Ich stell jetzt einfach unser Projekt vor, vielleicht hat ja jemand eine zündende Idee dazu. Wir müssen 200 Seerosensorten unterbringen. Jede Sorte sollte eine Grundfläche von etwa 6 qm erhalten und so von ihren Nachbarn getrennt sein, dass sie nicht durcheinander wachsen können. Ausserdem müssen wir die Seerosen pflegen und teilen können. Also muss man die Becken betreten und auch mit dem Messer dort arbeiten können. Bei einem großen Folienbecken kann ich mir das nur so vorstellen, dass auf die Folie eine dünne Betonschicht als Schutz kommt. Zwischen den Sorten müssten dann Abtrennungen aus Stein gebaut werden. Aber welche Steine/Ziegel/Porensteine sind unter Wasser dauerhaft und auch nicht teuer?

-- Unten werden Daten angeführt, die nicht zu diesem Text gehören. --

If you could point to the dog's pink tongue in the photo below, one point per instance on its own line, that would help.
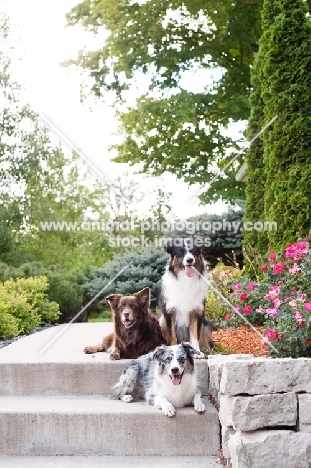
(176, 379)
(189, 271)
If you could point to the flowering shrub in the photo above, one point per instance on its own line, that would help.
(280, 300)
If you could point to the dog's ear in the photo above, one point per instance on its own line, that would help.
(113, 300)
(144, 297)
(189, 349)
(158, 352)
(171, 243)
(168, 245)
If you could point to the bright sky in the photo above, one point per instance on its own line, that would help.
(54, 91)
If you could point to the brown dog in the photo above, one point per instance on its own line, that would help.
(136, 329)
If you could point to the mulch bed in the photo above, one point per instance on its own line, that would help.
(242, 340)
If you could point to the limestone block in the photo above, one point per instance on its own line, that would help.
(273, 449)
(248, 413)
(226, 432)
(264, 375)
(215, 363)
(305, 412)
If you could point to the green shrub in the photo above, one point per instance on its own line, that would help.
(8, 324)
(68, 293)
(221, 278)
(144, 268)
(65, 287)
(25, 305)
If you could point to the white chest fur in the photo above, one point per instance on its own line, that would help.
(183, 294)
(178, 395)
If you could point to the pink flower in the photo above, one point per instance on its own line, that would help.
(278, 268)
(273, 294)
(298, 316)
(272, 333)
(276, 303)
(297, 250)
(294, 270)
(272, 312)
(247, 309)
(302, 298)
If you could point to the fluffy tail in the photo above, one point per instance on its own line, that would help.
(127, 382)
(206, 336)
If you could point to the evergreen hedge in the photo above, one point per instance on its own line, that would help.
(143, 269)
(255, 183)
(285, 77)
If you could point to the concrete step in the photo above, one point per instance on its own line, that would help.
(92, 425)
(63, 368)
(109, 462)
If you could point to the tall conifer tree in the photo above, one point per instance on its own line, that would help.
(285, 77)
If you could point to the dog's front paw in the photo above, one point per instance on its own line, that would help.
(168, 409)
(115, 356)
(127, 398)
(89, 350)
(199, 407)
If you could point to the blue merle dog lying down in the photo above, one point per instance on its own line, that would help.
(164, 378)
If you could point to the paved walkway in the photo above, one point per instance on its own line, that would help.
(67, 347)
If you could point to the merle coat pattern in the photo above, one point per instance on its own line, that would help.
(183, 294)
(164, 378)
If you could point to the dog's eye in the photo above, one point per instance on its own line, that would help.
(167, 359)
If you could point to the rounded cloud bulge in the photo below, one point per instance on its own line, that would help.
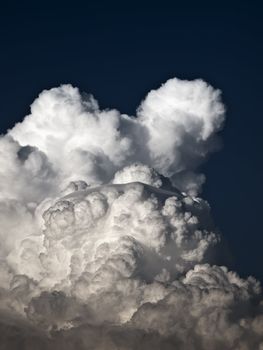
(105, 240)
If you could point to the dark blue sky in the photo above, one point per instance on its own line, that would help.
(119, 51)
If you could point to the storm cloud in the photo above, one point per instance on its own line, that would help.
(105, 241)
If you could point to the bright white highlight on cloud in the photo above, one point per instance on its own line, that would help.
(105, 243)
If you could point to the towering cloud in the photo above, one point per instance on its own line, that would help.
(105, 243)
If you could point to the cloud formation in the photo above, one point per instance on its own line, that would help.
(105, 243)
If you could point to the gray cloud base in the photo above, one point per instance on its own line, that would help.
(105, 243)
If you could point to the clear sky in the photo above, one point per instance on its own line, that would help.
(119, 51)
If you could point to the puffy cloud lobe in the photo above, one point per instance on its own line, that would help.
(173, 132)
(99, 249)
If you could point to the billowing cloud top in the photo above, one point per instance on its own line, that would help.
(104, 242)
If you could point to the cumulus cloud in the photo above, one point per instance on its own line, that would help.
(105, 243)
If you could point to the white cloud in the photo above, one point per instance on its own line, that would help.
(98, 249)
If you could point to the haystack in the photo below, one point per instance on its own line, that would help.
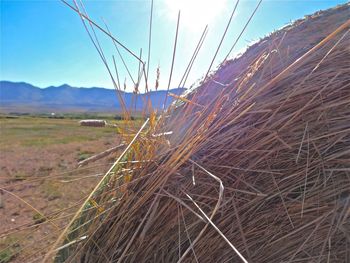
(257, 167)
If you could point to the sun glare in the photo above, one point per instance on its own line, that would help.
(195, 14)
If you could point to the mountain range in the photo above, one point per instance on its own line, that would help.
(24, 97)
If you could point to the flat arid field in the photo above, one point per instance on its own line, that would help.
(38, 165)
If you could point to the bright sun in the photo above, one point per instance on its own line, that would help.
(195, 14)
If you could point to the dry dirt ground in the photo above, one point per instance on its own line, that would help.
(41, 186)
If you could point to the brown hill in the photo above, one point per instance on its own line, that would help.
(256, 169)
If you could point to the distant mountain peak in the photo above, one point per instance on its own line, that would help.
(24, 97)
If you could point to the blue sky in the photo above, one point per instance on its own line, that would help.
(44, 42)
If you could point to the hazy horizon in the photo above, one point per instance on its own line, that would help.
(44, 42)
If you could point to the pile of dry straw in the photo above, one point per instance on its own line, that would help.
(257, 167)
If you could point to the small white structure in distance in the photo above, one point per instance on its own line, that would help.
(93, 123)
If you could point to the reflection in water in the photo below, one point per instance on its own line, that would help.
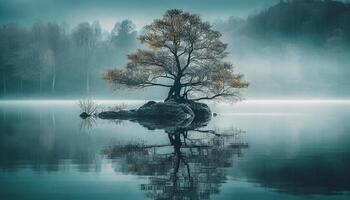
(44, 154)
(191, 166)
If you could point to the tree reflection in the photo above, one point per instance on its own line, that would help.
(191, 166)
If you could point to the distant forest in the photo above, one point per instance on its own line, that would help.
(318, 22)
(50, 59)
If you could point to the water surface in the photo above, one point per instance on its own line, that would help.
(271, 150)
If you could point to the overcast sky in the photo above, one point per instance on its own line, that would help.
(110, 11)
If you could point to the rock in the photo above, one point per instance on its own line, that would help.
(122, 114)
(200, 110)
(165, 110)
(84, 115)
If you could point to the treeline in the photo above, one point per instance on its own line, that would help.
(320, 22)
(53, 59)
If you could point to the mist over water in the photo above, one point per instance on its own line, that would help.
(289, 137)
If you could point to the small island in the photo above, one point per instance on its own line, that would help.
(185, 55)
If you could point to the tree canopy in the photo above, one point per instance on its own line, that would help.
(183, 54)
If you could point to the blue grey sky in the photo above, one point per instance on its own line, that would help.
(110, 11)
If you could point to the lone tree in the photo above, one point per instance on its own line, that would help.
(185, 55)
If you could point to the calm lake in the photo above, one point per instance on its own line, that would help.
(265, 150)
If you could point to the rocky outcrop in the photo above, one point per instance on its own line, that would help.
(154, 110)
(200, 110)
(169, 115)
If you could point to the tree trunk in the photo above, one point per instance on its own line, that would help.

Der nächste Gedanke war GFK, entweder um größere Teiche damit abzudichten (dann könnte man auch die Abtrennungen zwischen den Sorten als Erhöhungen modelieren), oder als fertige Wannen. Nur dürfte GFK vermutlich das teuerste Teichbaumaterial überhaupt sein, oder täusche ich mich da?

Die dritte Möglichkeit bestünde darin fertige Wannen zu verwenden, die eigentlich für einen anderen Zweck hergestellt wurden und als Massenware vielleicht billig sind. Nur wo werden solche Wannen verwendet? Sie sollten etwa die Maße 2,5 x 2,5 m haben und eine Höhe von ca 80 cm. UV-stabil müssen sie natürlich auch sein, und stabil genug um sie betreten zu können. 

Hat jemand von euch eine Idee? Wir sind dankbar für jeden Vorschlag.


----------



## Olli.P (5. März 2008)

*AW: Monsterprojekt*

Hi Werner,

ich weiß ja nicht was das alles kosten darf. Ich wüsste da eine Firma die schon etliche Umeltprojekte realisiert hat. Über einen Mitarbeiter hab ich damals meine PE-Teichfolie aus Folienresten sehr günstig bezogen.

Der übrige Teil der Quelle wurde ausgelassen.